173, High Street, Berkhamsted, is a medieval building in Hertfordshire, England. It is considered to be the oldest extant jettied timber framed building in Great Britain, dated by dendrochronology of structural timbers to between 1277 and 1297. At the time of the building's construction, the town of Berkhamsted was a relatively large, flourishing wool trading market town that benefited from having an important royal castle.

==History==
The building was given a Victorian facade and was used as a pharmacy in the nineteenth century. Its historical significance was not recognised until 2001 when it was Grade II* listed after the medieval timber framing was exposed during renovation work. It is currently used as an estate agent's.
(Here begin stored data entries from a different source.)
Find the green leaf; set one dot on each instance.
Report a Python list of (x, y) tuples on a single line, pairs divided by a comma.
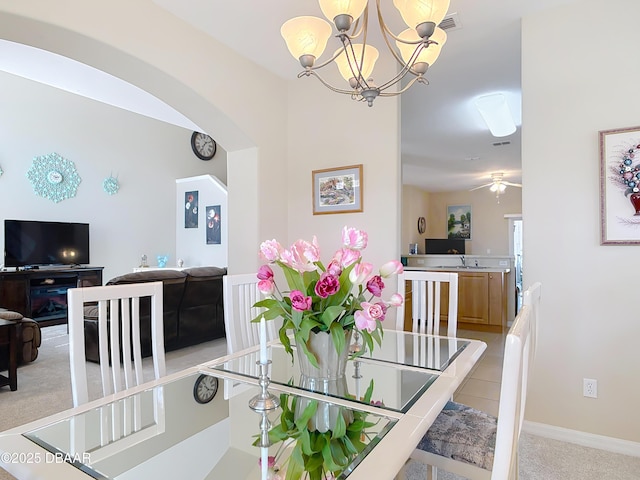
[(340, 429), (337, 335), (330, 314), (307, 413), (295, 467), (301, 343)]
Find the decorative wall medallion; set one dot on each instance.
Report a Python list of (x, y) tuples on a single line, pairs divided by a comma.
[(54, 177), (111, 185)]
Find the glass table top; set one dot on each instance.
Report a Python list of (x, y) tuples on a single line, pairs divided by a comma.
[(164, 433), (399, 371)]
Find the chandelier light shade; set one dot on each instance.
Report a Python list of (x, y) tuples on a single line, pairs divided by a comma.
[(495, 112), (415, 50), (426, 55), (415, 12), (306, 36)]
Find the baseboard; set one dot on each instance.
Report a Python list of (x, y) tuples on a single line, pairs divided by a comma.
[(584, 439)]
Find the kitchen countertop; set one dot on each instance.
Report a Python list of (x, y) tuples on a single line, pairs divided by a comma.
[(460, 268)]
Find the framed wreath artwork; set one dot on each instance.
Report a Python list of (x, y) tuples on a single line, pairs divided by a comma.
[(620, 186)]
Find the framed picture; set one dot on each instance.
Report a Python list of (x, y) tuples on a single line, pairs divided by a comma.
[(214, 233), (337, 190), (191, 209), (620, 186), (459, 221)]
The building received two grants from English Heritage, one for investigations and one for conservation work. Dr Simon Thurley, Chief Executive of English Heritage, said "This is an amazing discovery. It gives an extraordinary insight into how Berkhamsted High Street would have looked in medieval times."

Initially, the investigations suggested that it had always been a shop, as there was evidence for the existence of a jeweller or goldsmith's shop with a workshop behind. This generated headlines to the effect that the country's "oldest shop" had been discovered. The age of the building would make it a contender for the title, but there is doubt about how long it served as a shop. It is now believed to have originally been a jettied service wing to a larger aisled hall house, which has since disappeared.